Convenors: Anne Yvonne GUILLOU (CNRS, France) and Silvia VIGNATO (Univ. Milano-Bicocca, Italy)
Contacts: anne.guillou@vjf.cnrs.fr ; silvia.vignato@unimib.it
Deadlines: February, 15, 2010: submission of the abstract and short résumé.
In the last decades Southeast Asia has experienced civil wars as well as major “natural” disasters (typhoons, earthquakes and tsunamis). This panel focusses on the aftermath of such massive collective deaths, especially seen in the long period. We would like to examine what happens after environmental, social and human destruction has happened with its load of psychological, physical and social suffering. More precisely, we are interested in how Southeast Asian societies live after catastrophes, what processes they go through in order to make sense of the disaster and to cope with the destruction.

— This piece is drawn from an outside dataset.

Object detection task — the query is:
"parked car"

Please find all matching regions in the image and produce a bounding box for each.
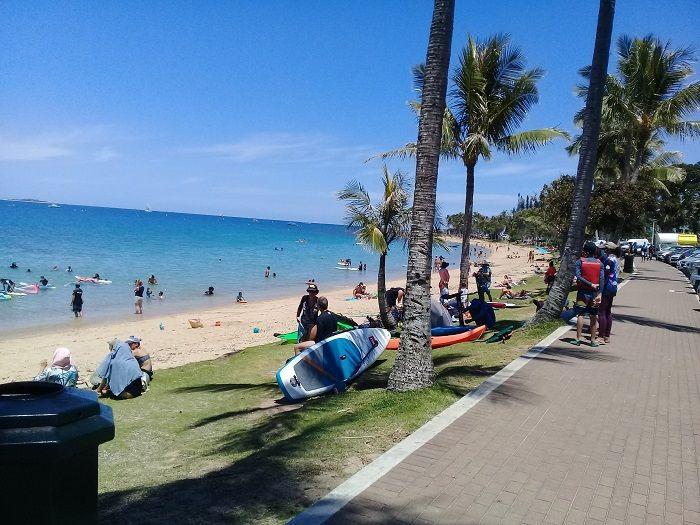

This panel invites participation of scholars from different disciplines studying various scales and fields of suffering and repairing suffering. Nevertheless, we would like to call the applicants’ attention onto a few common themes.
Social resilience.
Outside or beyond international humanitarian aid or national policies, each local society sets up specific “devices” which aim at coping with trauma engendered by exposure to catastrophes: practices of mourning and other techniques of symbolic reconstruction. We call such devices “social resilience”.
Categories of suffering
Social units and individual bodies and psychisms are unequally hurt when a catastrophe occurs. We are interested in analyzing the dialectic between disrupture and continuity in social and individual lives, which is expressed by defining “trauma” and its remedies. Different uses of the category of “trauma” are liable to unveil sometimes contrasting definitions of normality. We assume that conceptualizing “trauma” is as important as conceptualizing “violence” or “victims”, and that in both cases southeast Asia can help general reflexion on such themes.
Policies of memory
Many mourning/remembering actions are being decided now in Southeast Asia. Who decides how, when, and by what means a war or a natural disaster are to be remembered ? How does it affect the planning of a future time ?
Helping and being helped
Nowadays, countries are never alone in managing their dead and violated citizens. Besides, even the meaning of notions such as citizenship and nationality must be questioned when international help steps in (or is forbidden to step in). We think the temporary or permanent presence of international helping structures has to be seen in its political and social role for the future generations.
We hope that a better picture of Southeast Asian social resilience stemming from this panel will set good ground for a permanent research group, liable to be funded by national and European agencies.